Pang Sheng Jun

Personal information
- Full name: Pang Sheng Jun
- Nickname: PSJ
- National team: Singapore
- Born: 4 September 1992 (age 34) Singapore
- Height: 1.73 m (5 ft 8 in)
- Weight: 73 kg (161 lb)

Sport
- Sport: Swimming
- Strokes: Freestyle, Individual Medley

Medal record
Men's swimming
Representing Singapore
| Event | 1st | 2nd | 3rd |
| FINA Swimming World Cup | 0 | 0 | 1 |
| Southeast Asian Swimming Championships | 2 | 0 | 3 |
| Southeast Asian Games | 3 | 2 | 2 |
| Asian Games | 0 | 0 | 1 |
| ASEAN University Games | 2 | 0 | 0 |
| Total | 7 | 2 | 7 |
FINA Swimming World Cup
| Bronze medal – third place | 2011 Singapore | 1500 m freestyle |
Southeast Asian Swimming Championships
| Gold medal – first place | 2012 Singapore | 4x200 m freestyle relay |
| Gold medal – first place | 2014 Singapore | 4x200 m freestyle relay |
| Bronze medal – third place | 2014 Singapore | 200 m individual medley |
| Bronze medal – third place | 2014 Singapore | 400 m individual medley |
| Bronze medal – third place | 2014 Singapore | 400 m freestyle |
Southeast Asian Games
| Gold medal – first place | 2013 Myanmar | 4x200 m freestyle relay |
| Gold medal – first place | 2015 Singapore | 4x200 m freestyle relay |
| Gold medal – first place | 2017 Malaysia | 4x200 m freestyle relay |
| Silver medal – second place | 2015 Singapore | 400 m individual medley |
| Silver medal – second place | 2017 Malaysia | 200 m individual medley |
| Bronze medal – third place | 2015 Singapore | 400 m freestyle |
| Bronze medal – third place | 2017 Malaysia | 400 m individual medley |
Asian Games
| Bronze medal – third place | 2014 South Korea | 4x200 m freestyle relay |
ASEAN University Games
| Gold medal – first place | 2016 Singapore | 400 m freestyle |
| Gold medal – first place | 2016 Singapore | 400 m individual medley |

= Pang Sheng Jun =

Singaporean former national swimmer (born 1992)

Pang Sheng Jun (born 4 September 1992) is a Singaporean former national swimmer.

== Early life and education ==
Pang started swimming from the age of four upon doctor's recommendation due to his asthma. He began competitive swimming at six years old.

In 2014, he received an Outstanding Sports Achievement Award for swimming from the Singapore Sports School. He studied Sports Science and Management at the Nanyang Technological University.

==Career==
At the 2009 Southeast Asian Games (SEA Games) in Laos, Pang finished fourth in the men's 200m and 400m individual medleys.
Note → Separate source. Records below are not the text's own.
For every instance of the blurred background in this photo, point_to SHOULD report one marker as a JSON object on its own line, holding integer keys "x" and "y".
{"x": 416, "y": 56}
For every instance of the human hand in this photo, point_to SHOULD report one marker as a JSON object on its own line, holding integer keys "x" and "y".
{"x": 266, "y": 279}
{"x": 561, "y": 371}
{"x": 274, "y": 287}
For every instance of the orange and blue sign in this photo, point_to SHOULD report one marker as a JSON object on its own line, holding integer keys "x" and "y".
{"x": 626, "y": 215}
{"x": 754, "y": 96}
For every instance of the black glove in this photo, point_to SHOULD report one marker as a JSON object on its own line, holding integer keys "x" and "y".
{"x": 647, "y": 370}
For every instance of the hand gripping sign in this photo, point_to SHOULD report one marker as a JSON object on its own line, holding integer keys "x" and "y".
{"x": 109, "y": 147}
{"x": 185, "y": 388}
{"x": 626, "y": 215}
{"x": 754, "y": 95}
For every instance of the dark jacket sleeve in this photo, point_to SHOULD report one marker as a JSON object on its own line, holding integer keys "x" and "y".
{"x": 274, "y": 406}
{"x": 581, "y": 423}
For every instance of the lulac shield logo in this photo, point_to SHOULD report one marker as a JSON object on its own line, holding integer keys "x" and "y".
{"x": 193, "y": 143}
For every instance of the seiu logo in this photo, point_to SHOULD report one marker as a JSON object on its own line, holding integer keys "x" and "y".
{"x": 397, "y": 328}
Pang participated at the 400m freestyle event, his only event, at the 2011 SEA Games. He finished fifth at the finals. Disappointed at his poor showing, Pang attempted suicide by attempting leaping off the highest floor of his apartment building at the Games Village but was held back by his teammate and friend, Russell Ong.

Pang won his first medal at the FINA Swimming World Cup with a bronze medal in the 1,500m freestyle event.
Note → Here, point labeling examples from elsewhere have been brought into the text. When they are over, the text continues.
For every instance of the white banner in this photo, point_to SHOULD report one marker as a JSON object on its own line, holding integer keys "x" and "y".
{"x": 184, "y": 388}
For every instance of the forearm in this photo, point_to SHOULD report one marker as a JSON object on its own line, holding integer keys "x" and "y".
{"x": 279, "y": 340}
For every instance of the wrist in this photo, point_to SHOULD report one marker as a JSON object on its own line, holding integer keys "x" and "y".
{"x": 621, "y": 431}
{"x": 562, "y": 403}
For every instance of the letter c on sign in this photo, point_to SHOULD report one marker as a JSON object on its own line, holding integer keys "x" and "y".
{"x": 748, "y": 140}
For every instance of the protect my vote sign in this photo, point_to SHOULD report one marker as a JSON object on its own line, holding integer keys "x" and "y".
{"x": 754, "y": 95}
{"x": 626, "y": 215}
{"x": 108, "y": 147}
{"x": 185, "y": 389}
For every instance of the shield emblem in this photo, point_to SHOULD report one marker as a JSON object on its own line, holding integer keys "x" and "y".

At the 2012 Southeast Asian Swimming Championships, he won the gold medal at the men's 4 × 200 m freestyle.

At the 2013 SEA Games, he won the gold medal at the men's 4 × 200 m freestyle.
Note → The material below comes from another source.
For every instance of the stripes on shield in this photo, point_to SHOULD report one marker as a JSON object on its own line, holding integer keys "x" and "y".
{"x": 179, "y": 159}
At the 2014 Southeast Asian Swimming Championships, he won the gold medal at the men's 4 × 200 m freestyle again, and bronze medals in the 200m and 400m freestyle events and the 400m individual medley event .

At the 2015 SEA Games, he won the gold medal at the men's 4 × 200 m freestyle again and broke the national record. He also won the silver medal in the 400m individual medley event and the bronze medal in 400m freestyle event, his first individual medals in the SEA Games.

Pang failed to qualify for the 2016 Summer Olympics after achieving Olympic 'B' times in the 400m individual medley and freestyle.

==Personal life==
Pang is the youngest son of Agnes Ng and Pang Boon Teng. He has two sisters who swam competitively until they were 16 years old when they decided to focus on their studies instead. He married badminton player Yeo Jia Min on 20 June 2026.